Jon, your example is technically wrong– in the US, when you save what’s left of your income after paying income tax on it, you may later consume your savings without paying income tax again.* You pay income tax only on any additional money you receive from others (interest, dividends, or capital gains) as payment for the use of your capital. There is a terrific injustice here, which is that you pay income tax on illusory gains from simple monetary inflation– monetary inflation deliberately inflicted by the US government**– but that is oblique to the tax code.

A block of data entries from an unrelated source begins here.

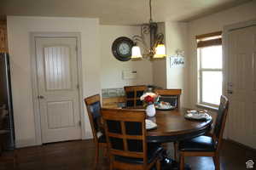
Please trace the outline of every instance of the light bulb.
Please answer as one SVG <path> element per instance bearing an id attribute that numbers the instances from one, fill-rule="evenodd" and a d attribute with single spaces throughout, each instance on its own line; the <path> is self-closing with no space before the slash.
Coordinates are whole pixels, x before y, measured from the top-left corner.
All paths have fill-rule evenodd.
<path id="1" fill-rule="evenodd" d="M 133 46 L 131 48 L 131 59 L 143 58 L 141 49 L 138 46 Z"/>

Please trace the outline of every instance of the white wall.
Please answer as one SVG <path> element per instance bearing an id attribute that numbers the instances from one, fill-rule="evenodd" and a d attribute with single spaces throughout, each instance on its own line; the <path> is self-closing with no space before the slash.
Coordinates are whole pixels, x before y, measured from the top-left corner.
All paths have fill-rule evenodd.
<path id="1" fill-rule="evenodd" d="M 189 23 L 189 107 L 197 103 L 197 61 L 195 36 L 223 31 L 224 26 L 256 19 L 256 1 L 211 14 Z"/>
<path id="2" fill-rule="evenodd" d="M 18 147 L 36 144 L 32 95 L 30 32 L 79 32 L 84 97 L 100 93 L 99 21 L 97 19 L 8 16 L 15 140 Z M 91 137 L 86 110 L 85 138 Z"/>
<path id="3" fill-rule="evenodd" d="M 119 61 L 112 54 L 113 41 L 119 37 L 140 35 L 140 26 L 100 26 L 102 88 L 152 84 L 152 63 L 148 60 Z M 123 80 L 122 71 L 137 71 L 136 79 Z"/>
<path id="4" fill-rule="evenodd" d="M 188 62 L 187 62 L 187 37 L 188 24 L 183 22 L 166 22 L 166 88 L 181 88 L 181 105 L 188 105 Z M 170 56 L 176 55 L 176 50 L 184 51 L 185 65 L 183 68 L 171 68 Z"/>
<path id="5" fill-rule="evenodd" d="M 166 47 L 166 23 L 158 23 L 158 33 L 162 33 L 165 35 L 164 43 Z M 160 87 L 163 88 L 167 88 L 166 82 L 166 59 L 156 60 L 152 61 L 153 66 L 153 84 L 157 87 Z"/>

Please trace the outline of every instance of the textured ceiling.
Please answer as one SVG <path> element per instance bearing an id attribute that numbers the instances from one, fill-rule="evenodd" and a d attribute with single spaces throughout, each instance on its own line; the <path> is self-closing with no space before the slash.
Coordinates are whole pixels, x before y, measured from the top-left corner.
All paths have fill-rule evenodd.
<path id="1" fill-rule="evenodd" d="M 152 0 L 154 21 L 189 21 L 253 0 Z M 1 0 L 0 14 L 99 18 L 101 24 L 148 22 L 148 0 Z"/>

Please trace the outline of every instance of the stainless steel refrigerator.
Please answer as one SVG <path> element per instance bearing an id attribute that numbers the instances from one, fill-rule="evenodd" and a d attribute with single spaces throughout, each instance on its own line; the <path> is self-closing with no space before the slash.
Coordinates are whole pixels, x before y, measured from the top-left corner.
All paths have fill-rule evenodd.
<path id="1" fill-rule="evenodd" d="M 15 144 L 15 125 L 13 116 L 12 92 L 10 82 L 9 57 L 6 53 L 0 53 L 0 106 L 8 110 L 3 128 L 8 133 L 3 138 L 3 149 L 13 150 Z"/>

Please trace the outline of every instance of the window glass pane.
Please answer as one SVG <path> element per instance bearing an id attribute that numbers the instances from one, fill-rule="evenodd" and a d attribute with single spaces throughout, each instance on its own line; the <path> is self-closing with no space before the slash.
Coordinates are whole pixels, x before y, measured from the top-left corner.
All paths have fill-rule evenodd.
<path id="1" fill-rule="evenodd" d="M 222 46 L 202 48 L 201 51 L 201 67 L 204 69 L 222 68 Z"/>
<path id="2" fill-rule="evenodd" d="M 222 71 L 202 71 L 202 102 L 219 105 Z"/>

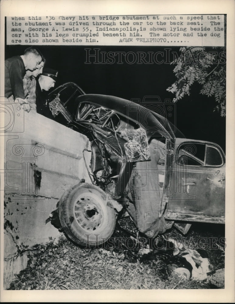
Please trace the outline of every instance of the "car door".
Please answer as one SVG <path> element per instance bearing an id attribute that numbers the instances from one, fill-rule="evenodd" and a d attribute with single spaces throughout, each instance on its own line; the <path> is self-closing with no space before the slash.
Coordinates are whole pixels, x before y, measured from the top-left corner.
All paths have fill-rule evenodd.
<path id="1" fill-rule="evenodd" d="M 185 139 L 176 139 L 174 148 L 166 218 L 224 223 L 225 163 L 222 149 L 213 143 Z"/>

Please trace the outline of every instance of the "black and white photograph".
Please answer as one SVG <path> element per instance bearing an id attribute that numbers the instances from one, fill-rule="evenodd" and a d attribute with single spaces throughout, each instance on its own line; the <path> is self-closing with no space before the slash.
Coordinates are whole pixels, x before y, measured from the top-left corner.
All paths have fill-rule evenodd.
<path id="1" fill-rule="evenodd" d="M 9 2 L 1 301 L 233 302 L 234 2 Z"/>

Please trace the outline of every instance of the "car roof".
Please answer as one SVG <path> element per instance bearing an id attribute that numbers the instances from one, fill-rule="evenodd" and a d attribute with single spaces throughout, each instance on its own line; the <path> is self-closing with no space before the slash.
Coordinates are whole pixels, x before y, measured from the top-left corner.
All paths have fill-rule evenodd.
<path id="1" fill-rule="evenodd" d="M 77 97 L 76 103 L 78 104 L 85 102 L 113 110 L 117 114 L 136 122 L 149 135 L 160 134 L 172 139 L 185 137 L 167 119 L 133 102 L 115 96 L 88 94 Z"/>

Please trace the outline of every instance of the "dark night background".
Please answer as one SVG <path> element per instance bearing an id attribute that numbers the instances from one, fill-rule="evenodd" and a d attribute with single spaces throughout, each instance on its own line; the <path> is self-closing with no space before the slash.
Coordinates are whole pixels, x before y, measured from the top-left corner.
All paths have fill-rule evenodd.
<path id="1" fill-rule="evenodd" d="M 28 46 L 5 46 L 5 59 L 22 55 Z M 96 46 L 100 51 L 164 51 L 161 47 Z M 130 64 L 85 64 L 88 46 L 39 46 L 46 58 L 45 66 L 59 73 L 55 86 L 75 82 L 87 94 L 117 96 L 125 99 L 159 96 L 162 102 L 172 100 L 174 95 L 166 89 L 175 80 L 173 65 L 162 63 Z M 166 48 L 165 47 L 165 48 Z M 179 47 L 171 48 L 179 52 Z M 92 49 L 91 53 L 94 51 Z M 164 54 L 165 52 L 164 53 Z M 161 58 L 161 57 L 160 57 Z M 94 59 L 90 61 L 93 62 Z M 200 86 L 194 85 L 189 96 L 175 104 L 175 121 L 171 120 L 187 138 L 208 140 L 219 144 L 225 152 L 226 119 L 213 112 L 217 105 L 214 98 L 199 94 Z"/>

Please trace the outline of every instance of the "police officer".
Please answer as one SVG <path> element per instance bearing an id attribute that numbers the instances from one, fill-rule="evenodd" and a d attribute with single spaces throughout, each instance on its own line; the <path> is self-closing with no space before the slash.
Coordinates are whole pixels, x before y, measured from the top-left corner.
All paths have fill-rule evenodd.
<path id="1" fill-rule="evenodd" d="M 54 117 L 47 101 L 47 92 L 54 86 L 58 74 L 58 71 L 44 68 L 36 84 L 37 112 L 51 119 L 53 119 Z"/>

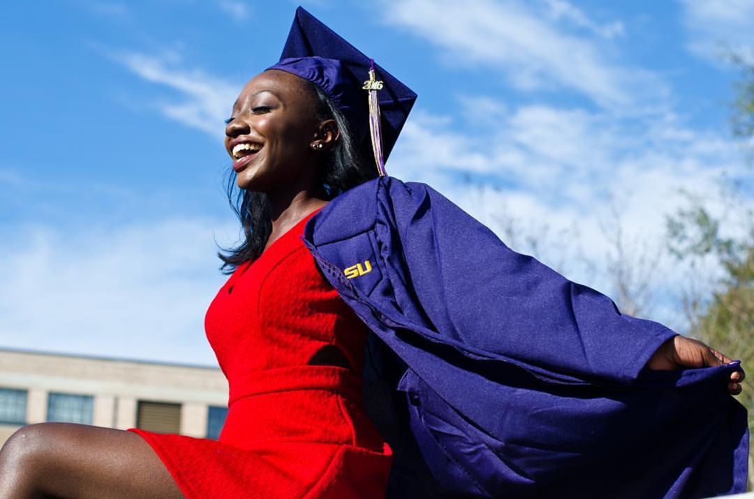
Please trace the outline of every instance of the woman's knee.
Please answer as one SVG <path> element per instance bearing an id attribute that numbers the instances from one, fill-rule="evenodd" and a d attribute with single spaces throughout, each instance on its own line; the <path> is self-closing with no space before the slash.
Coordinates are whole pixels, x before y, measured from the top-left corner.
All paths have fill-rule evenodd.
<path id="1" fill-rule="evenodd" d="M 20 468 L 27 471 L 42 464 L 61 442 L 60 428 L 54 423 L 29 424 L 16 430 L 0 451 L 0 470 L 12 473 Z"/>

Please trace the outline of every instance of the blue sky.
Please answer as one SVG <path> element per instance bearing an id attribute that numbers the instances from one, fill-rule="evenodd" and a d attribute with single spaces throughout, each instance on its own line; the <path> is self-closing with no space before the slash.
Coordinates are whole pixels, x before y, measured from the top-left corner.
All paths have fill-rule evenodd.
<path id="1" fill-rule="evenodd" d="M 296 5 L 4 6 L 0 347 L 214 362 L 216 241 L 238 237 L 222 120 Z M 303 5 L 418 93 L 391 174 L 610 294 L 620 236 L 673 322 L 665 215 L 681 189 L 725 213 L 720 179 L 751 181 L 721 54 L 754 46 L 754 0 Z"/>

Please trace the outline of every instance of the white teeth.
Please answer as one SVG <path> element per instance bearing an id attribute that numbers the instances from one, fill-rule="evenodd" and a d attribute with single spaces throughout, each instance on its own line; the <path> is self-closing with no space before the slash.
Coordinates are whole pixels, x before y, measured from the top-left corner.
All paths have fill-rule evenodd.
<path id="1" fill-rule="evenodd" d="M 233 146 L 233 155 L 236 158 L 241 158 L 242 156 L 246 156 L 247 155 L 241 154 L 241 151 L 249 151 L 249 154 L 256 152 L 262 148 L 262 145 L 259 144 L 236 144 Z"/>

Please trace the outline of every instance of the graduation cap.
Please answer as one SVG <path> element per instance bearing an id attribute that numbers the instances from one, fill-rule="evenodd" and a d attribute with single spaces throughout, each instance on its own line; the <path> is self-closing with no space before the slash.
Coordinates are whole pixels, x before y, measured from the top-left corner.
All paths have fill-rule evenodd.
<path id="1" fill-rule="evenodd" d="M 313 82 L 338 106 L 357 145 L 371 142 L 380 175 L 416 100 L 416 94 L 301 7 L 280 69 Z"/>

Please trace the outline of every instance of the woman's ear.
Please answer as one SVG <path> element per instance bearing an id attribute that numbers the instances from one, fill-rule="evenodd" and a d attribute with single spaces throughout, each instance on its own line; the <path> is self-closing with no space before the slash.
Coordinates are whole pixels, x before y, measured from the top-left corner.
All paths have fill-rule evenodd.
<path id="1" fill-rule="evenodd" d="M 340 129 L 338 128 L 338 123 L 333 119 L 325 120 L 320 124 L 317 130 L 317 138 L 315 142 L 321 144 L 320 150 L 327 150 L 340 138 Z"/>

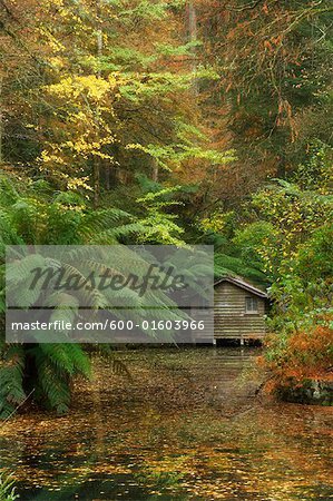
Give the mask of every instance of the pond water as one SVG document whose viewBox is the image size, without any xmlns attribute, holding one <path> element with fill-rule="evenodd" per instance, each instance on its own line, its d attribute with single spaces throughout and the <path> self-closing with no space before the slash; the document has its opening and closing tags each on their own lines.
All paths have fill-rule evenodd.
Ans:
<svg viewBox="0 0 333 501">
<path fill-rule="evenodd" d="M 258 350 L 154 348 L 96 358 L 68 416 L 0 429 L 22 501 L 330 500 L 332 407 L 258 392 Z M 130 373 L 125 374 L 124 366 Z"/>
</svg>

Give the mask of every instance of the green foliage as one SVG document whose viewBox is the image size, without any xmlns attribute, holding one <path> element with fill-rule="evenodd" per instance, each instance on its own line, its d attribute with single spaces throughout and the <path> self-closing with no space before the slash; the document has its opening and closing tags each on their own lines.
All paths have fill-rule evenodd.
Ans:
<svg viewBox="0 0 333 501">
<path fill-rule="evenodd" d="M 0 474 L 0 501 L 14 501 L 16 499 L 19 499 L 13 485 L 14 481 L 12 480 L 11 474 Z"/>
</svg>

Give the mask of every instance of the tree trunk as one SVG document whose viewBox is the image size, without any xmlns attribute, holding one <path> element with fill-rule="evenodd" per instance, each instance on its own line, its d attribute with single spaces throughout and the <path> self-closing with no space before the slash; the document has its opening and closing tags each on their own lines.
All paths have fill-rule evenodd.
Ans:
<svg viewBox="0 0 333 501">
<path fill-rule="evenodd" d="M 188 32 L 188 41 L 189 42 L 196 42 L 197 41 L 197 13 L 195 3 L 193 0 L 189 0 L 187 3 L 187 32 Z M 193 53 L 193 65 L 192 65 L 192 71 L 194 73 L 194 82 L 193 82 L 193 89 L 194 94 L 198 94 L 197 88 L 197 80 L 195 78 L 196 71 L 197 71 L 197 63 L 196 63 L 196 49 L 195 47 L 192 49 Z"/>
<path fill-rule="evenodd" d="M 2 136 L 3 136 L 3 116 L 2 116 L 2 76 L 0 75 L 0 164 L 3 161 L 2 157 Z"/>
</svg>

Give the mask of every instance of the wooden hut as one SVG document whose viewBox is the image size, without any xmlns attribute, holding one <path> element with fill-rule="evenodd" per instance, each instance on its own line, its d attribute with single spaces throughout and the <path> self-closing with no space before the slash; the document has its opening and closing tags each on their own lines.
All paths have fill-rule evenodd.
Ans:
<svg viewBox="0 0 333 501">
<path fill-rule="evenodd" d="M 214 338 L 262 340 L 265 335 L 267 294 L 243 278 L 225 276 L 215 283 Z"/>
</svg>

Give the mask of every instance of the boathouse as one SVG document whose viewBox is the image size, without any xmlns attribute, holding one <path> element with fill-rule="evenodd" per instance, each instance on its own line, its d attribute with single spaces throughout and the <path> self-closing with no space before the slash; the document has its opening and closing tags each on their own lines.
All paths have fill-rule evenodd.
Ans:
<svg viewBox="0 0 333 501">
<path fill-rule="evenodd" d="M 262 340 L 268 297 L 265 292 L 238 277 L 225 276 L 215 282 L 214 338 Z"/>
</svg>

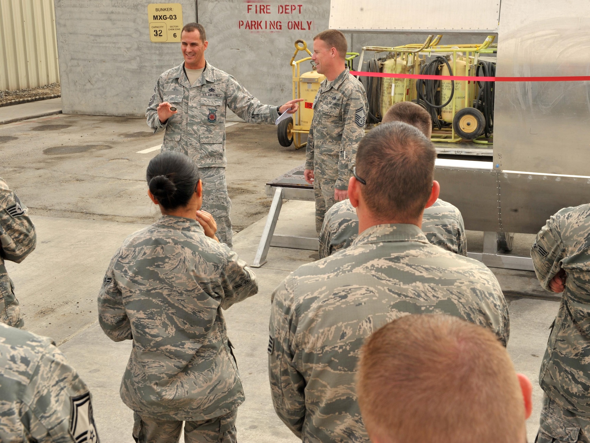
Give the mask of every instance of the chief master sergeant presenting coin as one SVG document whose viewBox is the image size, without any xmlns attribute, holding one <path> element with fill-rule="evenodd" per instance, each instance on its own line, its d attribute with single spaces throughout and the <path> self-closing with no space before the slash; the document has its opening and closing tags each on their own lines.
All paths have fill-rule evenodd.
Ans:
<svg viewBox="0 0 590 443">
<path fill-rule="evenodd" d="M 183 153 L 199 167 L 202 209 L 217 222 L 219 242 L 231 247 L 231 201 L 225 183 L 225 107 L 248 123 L 274 123 L 283 113 L 296 112 L 297 102 L 303 99 L 281 107 L 261 104 L 234 77 L 206 62 L 208 44 L 202 25 L 185 25 L 181 33 L 184 62 L 158 79 L 146 117 L 155 133 L 166 131 L 162 151 Z"/>
<path fill-rule="evenodd" d="M 21 263 L 36 246 L 35 226 L 27 206 L 0 177 L 0 322 L 11 326 L 22 328 L 25 322 L 4 261 Z"/>
<path fill-rule="evenodd" d="M 312 59 L 326 80 L 313 101 L 304 177 L 313 184 L 318 234 L 326 211 L 336 201 L 348 198 L 356 146 L 365 135 L 366 94 L 346 67 L 347 48 L 344 34 L 336 29 L 324 31 L 313 38 Z"/>
</svg>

However, a more common misunderstanding is to suppose that there is any difference between investment “returns” and labor “income,” on the one hand, and between interest, dividends, and “capital gains” on securities on the other. Remuneration for labor is “return” on human capital. Interest, dividends, and capital gains on securities are all one, because corporate boards choose whether to pay out interest, or dividends, or to “buy back” shares to provide their holders with capital gains.

*Straight consumption taxes, like sales taxes, are levied more or less at the time of consumption, whether or not the capital expended has been saved for a while after it was earned.

**Even the host of this blog favors the destruction of savings by inflation and taxes– he has advocated continuous inflation for the purpose of eroding “sticky” wages, which means savers get taxed on illusory gains, and (due to “progressive” marginal income-tax rates) workers pay ever higher income taxes on stable real incomes.

Ryan P April 19, 2012 at 1:43 pm

Disgruntled,
I don’t think I understand your point. Suppose I earn $100 more and pay $25 in income tax. If I consume the remaining $75 immediately, you presumably agree I paid tax on the entire amount. If I consume some of it later, why would that judgment change?

Alternately, if you agree that a straight consumption tax is a tax on all of my earnings, regardless of whether I save some of them and regardless of how large the return to capital is (or even if it’s zero), why do you not agree the same is true for a payroll tax? Payroll taxes with zero taxes on any capital are pretty much one-to-one with consumption taxes.

Ryan P April 19, 2012 at 1:48 pm

NM, I’m an idiot. You’re pointing out that capital gains/dividend/interest taxes aren’t on the principal as well.